Cross-Lingual Alignment of Contextual Word Embeddings
MIT License
98 stars 9 forks source link

adding "evaluate_on_test": true #10

Closed akkikiki closed 5 years ago

akkikiki commented 5 years ago

SUMMARY: The current config does not output "test_UAS", "test_LAS", "test_UEM", "test_LEM", "test_loss" into the standard output or to metrics.json even "test_data_path" is specified in the config file.
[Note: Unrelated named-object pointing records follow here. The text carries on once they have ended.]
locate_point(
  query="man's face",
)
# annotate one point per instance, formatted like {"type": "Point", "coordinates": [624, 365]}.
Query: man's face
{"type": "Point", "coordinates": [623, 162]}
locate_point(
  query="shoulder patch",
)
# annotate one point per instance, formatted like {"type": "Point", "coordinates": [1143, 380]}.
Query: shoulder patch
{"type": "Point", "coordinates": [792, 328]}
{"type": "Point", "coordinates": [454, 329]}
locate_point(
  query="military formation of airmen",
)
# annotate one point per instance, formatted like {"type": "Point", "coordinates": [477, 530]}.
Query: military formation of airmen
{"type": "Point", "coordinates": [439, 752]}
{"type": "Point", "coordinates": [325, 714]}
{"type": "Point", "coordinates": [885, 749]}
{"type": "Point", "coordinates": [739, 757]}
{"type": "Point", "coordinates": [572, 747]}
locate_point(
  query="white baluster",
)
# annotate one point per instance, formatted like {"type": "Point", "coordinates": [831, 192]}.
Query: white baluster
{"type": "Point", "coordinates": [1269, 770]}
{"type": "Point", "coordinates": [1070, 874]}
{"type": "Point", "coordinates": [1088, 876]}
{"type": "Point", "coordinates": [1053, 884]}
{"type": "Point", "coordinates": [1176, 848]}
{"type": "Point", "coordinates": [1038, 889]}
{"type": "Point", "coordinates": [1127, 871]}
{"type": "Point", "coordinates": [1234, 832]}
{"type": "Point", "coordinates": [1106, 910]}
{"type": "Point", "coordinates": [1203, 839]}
Following another example in the AllenNLP config, the solution is to simply add "evaluate_on_test": true to the config.

TEST: Ran allennlp train $CONFIG -s $OUTPUT_DIR, where $CONFIG is borrowed and slightly modified from the test config in AllenNLP.
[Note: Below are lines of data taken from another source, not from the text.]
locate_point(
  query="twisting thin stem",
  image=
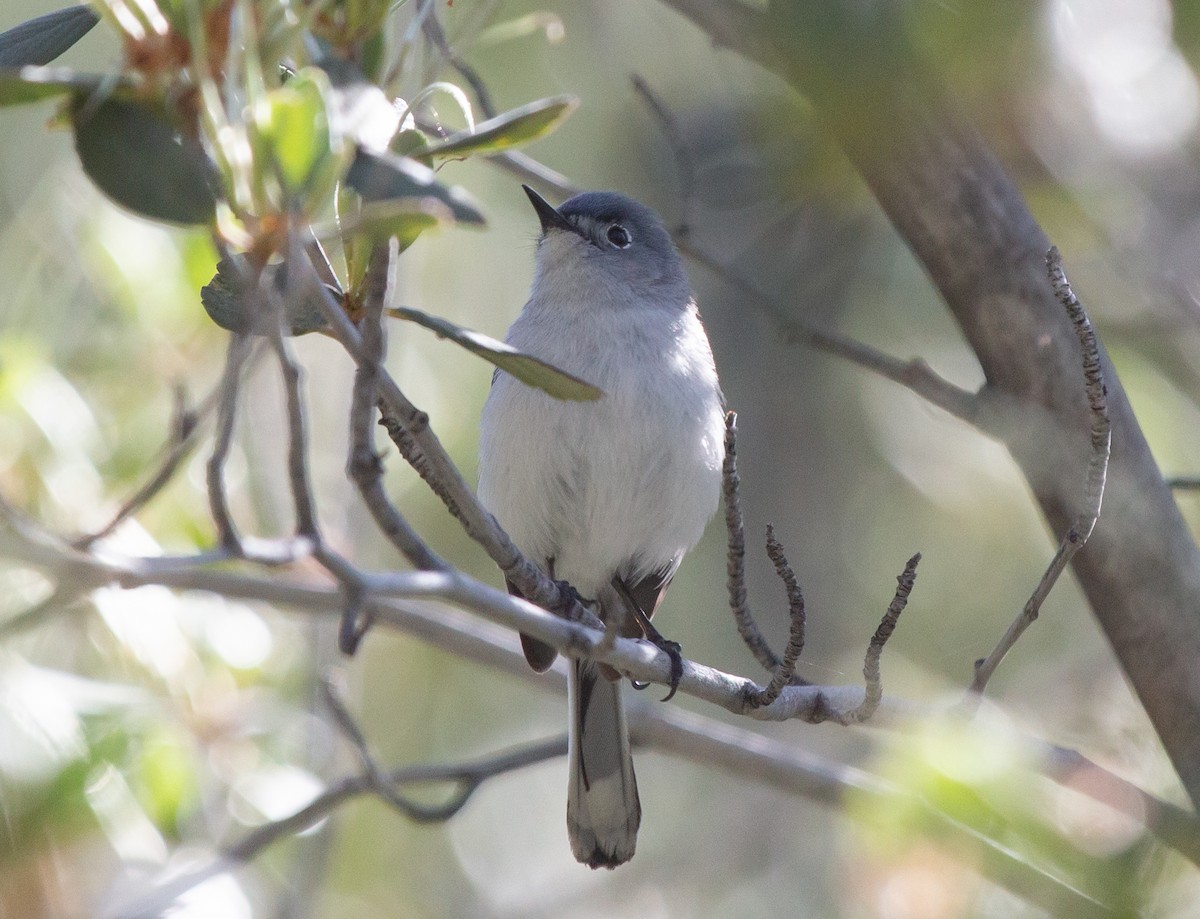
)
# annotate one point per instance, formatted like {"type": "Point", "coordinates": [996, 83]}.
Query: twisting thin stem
{"type": "Point", "coordinates": [293, 378]}
{"type": "Point", "coordinates": [365, 466]}
{"type": "Point", "coordinates": [913, 374]}
{"type": "Point", "coordinates": [185, 426]}
{"type": "Point", "coordinates": [1093, 491]}
{"type": "Point", "coordinates": [873, 691]}
{"type": "Point", "coordinates": [736, 558]}
{"type": "Point", "coordinates": [227, 412]}
{"type": "Point", "coordinates": [439, 470]}
{"type": "Point", "coordinates": [785, 674]}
  1. Example output of metrics.json without "evaluate_on_test": true (i.e., the current config)

    {
    "best_epoch": 0,
    "peak_cpu_memory_MB": 203.681792,
    "training_duration": "0:00:00.155942",
    "training_start_epoch": 0,
    "training_epochs": 0,
    "epoch": 0,
    "training_UAS": 0.1038961038961039,
    "training_LAS": 0.012987012987012988,
    "training_UEM": 0.0,
    "training_LEM": 0.0,
    "training_loss": 5.463512897491455,
    "training_cpu_memory_MB": 199.585792,
    "validation_UAS": 0.175,
    "validation_LAS": 0.0,
    "validation_UEM": 0.0,
    "validation_LEM": 0.0,
    "validation_loss": 5.561254024505615,
    "best_validation_UAS": 0.175,
    "best_validation_LAS": 0.0,
    "best_validation_UEM": 0.0,
    "best_validation_LEM": 0.0,
    "best_validation_loss": 5.561254024505615
    }
  2. Example output of metrics.json with "evaluate_on_test": true

    {
    "best_epoch": 0,
    "peak_cpu_memory_MB": 203.362304,
    "training_duration": "0:00:00.139146",
    "training_start_epoch": 0,
    "training_epochs": 0,
    "epoch": 0,
    "training_UAS": 0.1038961038961039,
    "training_LAS": 0.012987012987012988,
    "training_UEM": 0.0,
    "training_LEM": 0.0,
    "training_loss": 5.463512897491455,
    "training_cpu_memory_MB": 199.172096,
    "validation_UAS": 0.175,
    "validation_LAS": 0.0,
    "validation_UEM": 0.0,
    "validation_LEM": 0.0,
    "validation_loss": 5.561254024505615,
    "best_validation_UAS": 0.175,
    "best_validation_LAS": 0.0,
    "best_validation_UEM": 0.0,
    "best_validation_LEM": 0.0,
    "best_validation_loss": 5.561254024505615,
    "test_UAS": 0.175,
    "test_LAS": 0.0,
    "test_UEM": 0.0,
    "test_LEM": 0.0,
    "test_loss": 5.561254024505615
    }
TalSchuster commented 5 years ago

Thanks for the PR! In general, as Matt Gardner once told me and I agree, they've decided not to include this flag in the example configurations since it's not good practice to extract the test results while developing / hyperparameter tuning a model. However, since this configuration is mainly for the purpose of reproducing, I agree that it should be there.

akkikiki commented 5 years ago

Oh, that makes sense. Thanks for merging it anyway!